Nearly every company is being squeezed by rising fuel costs, but Midwest Recreational Clearinghouse, based in Cannon Falls, Minnesota, is suffering more than most. It runs an online auction site, CrankyApe.com, that sells repossessed recreational vehicles like snowmobiles. The company must pick up most of those vehicles by truck before prepping them for sale. MRC originally operated out of a single warehouse, which made sense when its vehicles came principally from Minnesota. From 2004 to 2006, as the company expanded, it opened one more warehouse each year. But in 2007, MRC's co-owners, Jay Adams and Brian Livingston, along with their controller, Holly Ward, realized the company could cut travel costs if it opened even more warehouses. "After we started adding up the costs of airfare, equipment rental, labor time, and fuel, we saw opportunities to save money," says Ward. In the past year, MRC has opened three additional locations, bringing the total to seven. MRC's trucks now make shorter trips and, whenever possible, pick up multiple vehicles on each one. Ward expects to save about $115,000, even after taking into account the expense of leasing and operating the facilities. No surprise, then, that the company is eyeing two more locations for 2009.

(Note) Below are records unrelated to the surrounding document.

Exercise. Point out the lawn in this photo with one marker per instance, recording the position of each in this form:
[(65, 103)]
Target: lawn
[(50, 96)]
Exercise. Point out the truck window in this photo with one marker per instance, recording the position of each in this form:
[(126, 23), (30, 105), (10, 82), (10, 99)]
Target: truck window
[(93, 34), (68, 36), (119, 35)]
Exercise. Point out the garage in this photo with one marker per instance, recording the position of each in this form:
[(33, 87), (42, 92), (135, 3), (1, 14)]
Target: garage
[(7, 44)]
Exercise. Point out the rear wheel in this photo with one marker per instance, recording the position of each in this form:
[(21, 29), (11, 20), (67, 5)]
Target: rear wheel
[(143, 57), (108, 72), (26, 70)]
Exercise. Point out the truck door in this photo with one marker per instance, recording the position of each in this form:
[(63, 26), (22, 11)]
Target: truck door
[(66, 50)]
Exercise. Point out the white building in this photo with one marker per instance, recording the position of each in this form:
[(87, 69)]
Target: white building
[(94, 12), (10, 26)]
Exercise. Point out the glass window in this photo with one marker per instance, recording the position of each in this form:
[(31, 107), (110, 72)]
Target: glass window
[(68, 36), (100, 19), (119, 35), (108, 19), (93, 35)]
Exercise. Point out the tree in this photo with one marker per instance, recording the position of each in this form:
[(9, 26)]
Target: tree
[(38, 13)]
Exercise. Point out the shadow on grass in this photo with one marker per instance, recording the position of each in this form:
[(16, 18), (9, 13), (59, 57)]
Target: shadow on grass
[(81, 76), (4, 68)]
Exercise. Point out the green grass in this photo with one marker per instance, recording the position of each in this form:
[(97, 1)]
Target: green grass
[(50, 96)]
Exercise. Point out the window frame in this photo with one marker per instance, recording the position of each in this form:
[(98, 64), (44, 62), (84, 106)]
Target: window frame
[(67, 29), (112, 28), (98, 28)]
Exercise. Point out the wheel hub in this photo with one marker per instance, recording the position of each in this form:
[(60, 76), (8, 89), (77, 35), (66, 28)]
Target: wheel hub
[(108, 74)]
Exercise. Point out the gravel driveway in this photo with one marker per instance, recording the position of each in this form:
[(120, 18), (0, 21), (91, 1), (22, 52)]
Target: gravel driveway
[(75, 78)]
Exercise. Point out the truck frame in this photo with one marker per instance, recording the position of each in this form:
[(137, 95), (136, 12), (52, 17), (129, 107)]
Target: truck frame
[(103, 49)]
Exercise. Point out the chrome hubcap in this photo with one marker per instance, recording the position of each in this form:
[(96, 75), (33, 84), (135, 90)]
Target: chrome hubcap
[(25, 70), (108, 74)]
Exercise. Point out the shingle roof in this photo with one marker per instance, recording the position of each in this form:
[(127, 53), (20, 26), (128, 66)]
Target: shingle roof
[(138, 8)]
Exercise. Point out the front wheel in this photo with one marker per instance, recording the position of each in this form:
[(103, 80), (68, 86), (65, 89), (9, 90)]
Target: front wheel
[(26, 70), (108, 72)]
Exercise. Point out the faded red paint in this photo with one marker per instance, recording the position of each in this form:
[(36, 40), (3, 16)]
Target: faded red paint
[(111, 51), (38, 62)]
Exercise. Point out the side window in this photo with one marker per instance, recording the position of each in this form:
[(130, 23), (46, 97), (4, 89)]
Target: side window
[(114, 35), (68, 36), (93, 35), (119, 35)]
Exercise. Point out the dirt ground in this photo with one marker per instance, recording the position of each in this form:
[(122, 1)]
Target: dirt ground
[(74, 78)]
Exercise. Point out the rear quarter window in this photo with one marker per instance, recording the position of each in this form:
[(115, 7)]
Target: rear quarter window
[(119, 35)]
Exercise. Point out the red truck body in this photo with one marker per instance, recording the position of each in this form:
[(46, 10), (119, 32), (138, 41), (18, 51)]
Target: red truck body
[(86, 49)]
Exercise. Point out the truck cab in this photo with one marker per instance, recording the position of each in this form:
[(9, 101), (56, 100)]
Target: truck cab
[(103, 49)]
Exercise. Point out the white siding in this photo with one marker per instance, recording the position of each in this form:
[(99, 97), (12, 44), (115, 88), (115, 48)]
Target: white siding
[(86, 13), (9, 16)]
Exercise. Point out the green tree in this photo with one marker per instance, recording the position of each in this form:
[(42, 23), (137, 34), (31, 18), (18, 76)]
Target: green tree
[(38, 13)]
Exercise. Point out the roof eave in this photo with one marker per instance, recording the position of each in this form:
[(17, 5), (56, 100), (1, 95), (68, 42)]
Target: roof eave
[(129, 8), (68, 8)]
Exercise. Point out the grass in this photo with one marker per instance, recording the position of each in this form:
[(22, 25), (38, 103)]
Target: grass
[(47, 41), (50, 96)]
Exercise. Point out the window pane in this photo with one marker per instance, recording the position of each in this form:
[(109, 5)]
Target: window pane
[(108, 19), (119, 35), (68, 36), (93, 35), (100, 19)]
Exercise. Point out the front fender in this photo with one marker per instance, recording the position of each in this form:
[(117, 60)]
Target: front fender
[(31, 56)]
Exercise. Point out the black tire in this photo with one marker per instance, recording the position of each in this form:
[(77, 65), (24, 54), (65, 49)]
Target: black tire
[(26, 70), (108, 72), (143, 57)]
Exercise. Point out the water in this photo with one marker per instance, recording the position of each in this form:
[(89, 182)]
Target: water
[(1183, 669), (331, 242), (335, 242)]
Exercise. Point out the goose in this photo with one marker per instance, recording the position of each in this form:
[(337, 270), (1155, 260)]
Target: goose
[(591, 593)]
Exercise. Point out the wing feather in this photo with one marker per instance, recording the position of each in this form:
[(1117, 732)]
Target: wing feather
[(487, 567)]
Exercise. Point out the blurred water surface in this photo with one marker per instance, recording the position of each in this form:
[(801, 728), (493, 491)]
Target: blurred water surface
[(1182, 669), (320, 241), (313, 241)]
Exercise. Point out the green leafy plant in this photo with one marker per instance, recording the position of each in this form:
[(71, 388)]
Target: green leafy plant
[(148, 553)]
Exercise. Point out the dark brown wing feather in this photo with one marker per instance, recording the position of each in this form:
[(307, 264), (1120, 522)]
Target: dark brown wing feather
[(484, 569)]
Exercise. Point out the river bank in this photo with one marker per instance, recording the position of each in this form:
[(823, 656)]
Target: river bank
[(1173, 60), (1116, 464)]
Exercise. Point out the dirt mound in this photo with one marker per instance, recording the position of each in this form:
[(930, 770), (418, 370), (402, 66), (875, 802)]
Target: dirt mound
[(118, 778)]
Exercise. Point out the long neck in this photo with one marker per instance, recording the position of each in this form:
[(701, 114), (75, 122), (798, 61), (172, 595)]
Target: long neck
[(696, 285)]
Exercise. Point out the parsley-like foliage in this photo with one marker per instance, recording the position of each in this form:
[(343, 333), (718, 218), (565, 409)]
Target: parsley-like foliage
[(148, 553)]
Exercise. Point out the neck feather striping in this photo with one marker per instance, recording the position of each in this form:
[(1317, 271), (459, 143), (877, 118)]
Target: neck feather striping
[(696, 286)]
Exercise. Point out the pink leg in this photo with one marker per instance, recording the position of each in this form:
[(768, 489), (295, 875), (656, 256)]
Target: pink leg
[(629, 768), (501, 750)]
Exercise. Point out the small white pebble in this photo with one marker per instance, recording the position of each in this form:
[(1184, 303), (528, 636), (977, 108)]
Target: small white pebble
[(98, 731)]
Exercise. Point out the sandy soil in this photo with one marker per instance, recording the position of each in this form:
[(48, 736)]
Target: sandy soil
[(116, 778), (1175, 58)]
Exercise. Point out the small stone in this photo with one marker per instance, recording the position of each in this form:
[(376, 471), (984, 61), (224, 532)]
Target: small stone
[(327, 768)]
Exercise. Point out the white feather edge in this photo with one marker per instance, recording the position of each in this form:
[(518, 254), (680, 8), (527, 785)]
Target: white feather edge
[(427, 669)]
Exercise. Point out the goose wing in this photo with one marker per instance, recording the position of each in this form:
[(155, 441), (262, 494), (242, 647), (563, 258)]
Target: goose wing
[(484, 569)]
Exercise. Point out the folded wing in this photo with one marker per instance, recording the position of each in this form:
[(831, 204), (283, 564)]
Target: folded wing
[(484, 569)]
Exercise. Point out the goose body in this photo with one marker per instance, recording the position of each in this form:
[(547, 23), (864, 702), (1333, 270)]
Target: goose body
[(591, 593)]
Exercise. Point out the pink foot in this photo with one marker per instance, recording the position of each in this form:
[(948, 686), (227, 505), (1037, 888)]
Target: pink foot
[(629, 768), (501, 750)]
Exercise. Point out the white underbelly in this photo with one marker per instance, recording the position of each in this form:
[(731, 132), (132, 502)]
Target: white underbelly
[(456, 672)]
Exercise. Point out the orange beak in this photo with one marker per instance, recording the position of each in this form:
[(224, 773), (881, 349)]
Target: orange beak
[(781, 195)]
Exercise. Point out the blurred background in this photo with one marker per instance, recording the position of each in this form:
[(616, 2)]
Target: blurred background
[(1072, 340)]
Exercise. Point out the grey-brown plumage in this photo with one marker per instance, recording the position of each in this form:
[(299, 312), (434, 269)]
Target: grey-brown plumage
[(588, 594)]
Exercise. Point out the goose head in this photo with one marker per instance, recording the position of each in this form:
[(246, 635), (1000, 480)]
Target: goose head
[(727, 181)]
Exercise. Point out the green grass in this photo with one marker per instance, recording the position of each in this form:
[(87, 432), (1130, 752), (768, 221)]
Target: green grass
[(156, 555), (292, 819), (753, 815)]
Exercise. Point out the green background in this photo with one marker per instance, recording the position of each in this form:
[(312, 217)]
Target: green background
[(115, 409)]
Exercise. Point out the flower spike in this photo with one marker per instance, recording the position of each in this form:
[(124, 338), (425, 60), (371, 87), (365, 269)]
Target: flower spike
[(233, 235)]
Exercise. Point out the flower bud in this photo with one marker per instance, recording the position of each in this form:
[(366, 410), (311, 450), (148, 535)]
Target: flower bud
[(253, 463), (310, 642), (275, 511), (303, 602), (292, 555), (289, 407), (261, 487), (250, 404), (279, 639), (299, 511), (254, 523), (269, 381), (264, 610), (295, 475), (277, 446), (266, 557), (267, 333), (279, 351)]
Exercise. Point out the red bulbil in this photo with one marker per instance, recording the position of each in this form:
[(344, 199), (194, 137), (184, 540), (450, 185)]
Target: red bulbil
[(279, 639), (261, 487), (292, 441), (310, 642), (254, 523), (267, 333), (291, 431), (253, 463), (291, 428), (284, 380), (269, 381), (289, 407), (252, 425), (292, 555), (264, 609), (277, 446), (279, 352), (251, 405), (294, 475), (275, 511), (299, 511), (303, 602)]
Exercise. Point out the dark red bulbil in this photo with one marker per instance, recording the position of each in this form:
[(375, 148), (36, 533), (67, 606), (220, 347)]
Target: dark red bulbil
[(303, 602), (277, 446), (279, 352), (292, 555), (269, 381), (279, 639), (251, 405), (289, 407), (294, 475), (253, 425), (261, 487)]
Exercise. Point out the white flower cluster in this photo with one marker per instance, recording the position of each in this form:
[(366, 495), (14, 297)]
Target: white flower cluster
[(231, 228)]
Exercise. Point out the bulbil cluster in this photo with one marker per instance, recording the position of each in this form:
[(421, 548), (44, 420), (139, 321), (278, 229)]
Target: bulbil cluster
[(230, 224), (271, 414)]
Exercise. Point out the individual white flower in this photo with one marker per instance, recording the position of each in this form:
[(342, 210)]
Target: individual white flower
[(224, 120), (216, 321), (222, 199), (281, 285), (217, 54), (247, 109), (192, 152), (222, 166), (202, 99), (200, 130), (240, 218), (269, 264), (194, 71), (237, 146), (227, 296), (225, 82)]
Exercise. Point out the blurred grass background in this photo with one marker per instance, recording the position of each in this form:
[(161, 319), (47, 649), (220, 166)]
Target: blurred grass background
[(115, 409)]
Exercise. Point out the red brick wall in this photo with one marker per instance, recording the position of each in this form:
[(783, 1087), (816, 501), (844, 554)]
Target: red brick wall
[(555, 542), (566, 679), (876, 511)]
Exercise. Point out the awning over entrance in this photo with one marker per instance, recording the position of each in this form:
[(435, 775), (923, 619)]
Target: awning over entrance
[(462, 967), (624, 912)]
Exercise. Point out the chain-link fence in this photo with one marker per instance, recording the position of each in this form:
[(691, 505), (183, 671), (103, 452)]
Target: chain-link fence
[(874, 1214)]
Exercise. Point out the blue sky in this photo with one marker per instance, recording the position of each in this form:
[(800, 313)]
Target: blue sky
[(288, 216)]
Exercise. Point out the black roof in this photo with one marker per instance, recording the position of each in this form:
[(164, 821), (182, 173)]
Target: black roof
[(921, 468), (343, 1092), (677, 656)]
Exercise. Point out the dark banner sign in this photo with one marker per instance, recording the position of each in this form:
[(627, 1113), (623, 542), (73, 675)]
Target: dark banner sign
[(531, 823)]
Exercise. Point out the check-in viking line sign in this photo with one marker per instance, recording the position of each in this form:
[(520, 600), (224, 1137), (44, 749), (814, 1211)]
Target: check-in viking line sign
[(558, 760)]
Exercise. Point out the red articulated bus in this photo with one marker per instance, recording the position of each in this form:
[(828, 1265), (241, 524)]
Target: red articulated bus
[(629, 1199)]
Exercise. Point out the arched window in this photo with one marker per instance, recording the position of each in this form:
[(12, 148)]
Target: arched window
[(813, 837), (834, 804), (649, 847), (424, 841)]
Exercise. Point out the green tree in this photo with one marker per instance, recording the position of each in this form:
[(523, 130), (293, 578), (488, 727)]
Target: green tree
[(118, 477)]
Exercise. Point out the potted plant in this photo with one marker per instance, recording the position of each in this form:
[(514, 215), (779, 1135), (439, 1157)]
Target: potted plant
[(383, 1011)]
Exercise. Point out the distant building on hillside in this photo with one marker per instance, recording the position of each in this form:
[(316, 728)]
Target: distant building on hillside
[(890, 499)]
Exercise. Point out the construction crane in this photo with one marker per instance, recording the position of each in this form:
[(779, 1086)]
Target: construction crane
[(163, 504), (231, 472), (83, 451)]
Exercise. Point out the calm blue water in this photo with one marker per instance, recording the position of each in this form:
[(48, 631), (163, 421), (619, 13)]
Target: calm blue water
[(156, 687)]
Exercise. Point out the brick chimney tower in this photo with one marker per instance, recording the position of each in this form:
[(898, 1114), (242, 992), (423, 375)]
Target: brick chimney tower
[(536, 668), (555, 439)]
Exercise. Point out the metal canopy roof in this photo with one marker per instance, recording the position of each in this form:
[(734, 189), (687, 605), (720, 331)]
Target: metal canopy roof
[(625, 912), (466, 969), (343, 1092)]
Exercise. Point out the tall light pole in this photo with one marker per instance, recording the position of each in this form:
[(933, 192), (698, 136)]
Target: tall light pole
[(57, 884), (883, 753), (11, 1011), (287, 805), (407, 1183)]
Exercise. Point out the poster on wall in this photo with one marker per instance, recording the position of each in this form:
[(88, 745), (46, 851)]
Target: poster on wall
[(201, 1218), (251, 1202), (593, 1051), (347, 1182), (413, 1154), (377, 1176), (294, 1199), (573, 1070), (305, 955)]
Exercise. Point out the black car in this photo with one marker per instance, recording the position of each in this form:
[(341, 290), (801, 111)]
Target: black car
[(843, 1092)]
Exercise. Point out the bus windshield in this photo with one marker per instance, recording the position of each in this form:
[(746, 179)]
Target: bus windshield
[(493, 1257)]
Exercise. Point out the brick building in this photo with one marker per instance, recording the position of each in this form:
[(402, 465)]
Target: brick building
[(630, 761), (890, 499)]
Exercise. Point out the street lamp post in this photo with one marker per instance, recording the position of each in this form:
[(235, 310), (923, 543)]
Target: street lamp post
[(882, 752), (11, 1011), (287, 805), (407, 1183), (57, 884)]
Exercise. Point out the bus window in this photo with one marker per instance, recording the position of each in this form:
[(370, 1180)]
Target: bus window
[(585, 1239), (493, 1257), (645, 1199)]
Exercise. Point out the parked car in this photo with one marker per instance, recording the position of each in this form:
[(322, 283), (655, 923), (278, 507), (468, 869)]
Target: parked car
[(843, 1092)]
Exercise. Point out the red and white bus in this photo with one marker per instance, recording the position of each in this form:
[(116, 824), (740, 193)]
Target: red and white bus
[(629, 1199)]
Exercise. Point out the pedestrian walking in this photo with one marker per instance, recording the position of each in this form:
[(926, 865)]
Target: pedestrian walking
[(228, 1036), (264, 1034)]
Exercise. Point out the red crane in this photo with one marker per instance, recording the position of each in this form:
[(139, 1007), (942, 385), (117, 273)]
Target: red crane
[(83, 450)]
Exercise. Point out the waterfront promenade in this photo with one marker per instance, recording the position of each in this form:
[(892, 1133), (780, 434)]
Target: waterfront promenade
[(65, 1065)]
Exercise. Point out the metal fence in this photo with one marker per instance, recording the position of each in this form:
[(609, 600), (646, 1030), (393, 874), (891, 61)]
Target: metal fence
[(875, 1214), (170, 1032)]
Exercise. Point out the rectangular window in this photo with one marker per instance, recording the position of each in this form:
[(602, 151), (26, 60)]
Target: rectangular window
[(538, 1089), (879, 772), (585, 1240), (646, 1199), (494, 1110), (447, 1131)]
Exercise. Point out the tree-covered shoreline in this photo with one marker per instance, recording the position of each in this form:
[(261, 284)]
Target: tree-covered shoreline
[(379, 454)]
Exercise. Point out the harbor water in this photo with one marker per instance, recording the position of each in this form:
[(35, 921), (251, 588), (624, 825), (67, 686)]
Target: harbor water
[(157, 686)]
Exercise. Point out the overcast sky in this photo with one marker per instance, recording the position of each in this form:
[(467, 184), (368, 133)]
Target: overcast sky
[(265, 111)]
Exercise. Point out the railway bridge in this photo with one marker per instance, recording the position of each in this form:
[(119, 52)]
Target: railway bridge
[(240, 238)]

These days, some of the best marketing is cheap or even free, so think about whether you really need to spend big bucks on marketing consultants or advertising firms. "With sales of $6 million, we can't afford to waste a single dollar on marketing," says Scott Millwood, CEO of CustomerEffective, an IT services company in Greenville, South Carolina, that specializes in installing and maintaining customer relationship management, or CRM, software. Last year, Millwood spent about $85,000 on a consultant who was supposed to improve CustomerEffective's website traffic and another $16,000 buying Google ads. Yet the company landed only one deal, worth $5,000, from leads generated online. So Millwood started looking for alternatives.
Last November, Millwood fired the consultant and quit paying for Google AdWords. Instead, he turned his tech staff into bloggers and created a bonus program. Over the past 11 months, he has paid eight of his workers a monthly bonus of up to $2,000 to blog about CRM in their spare time. The results have been promising: His investment in bonuses has been $35,000 so far, and the firm's search-engine rankings have improved dramatically. Qualified prospects, including one from England, have begun to fill up the firm's sales pipeline. Revenue from the new project in England alone could pay for the bonus program. "Now we can put that money we used to give to Google to better work elsewhere," Millwood says.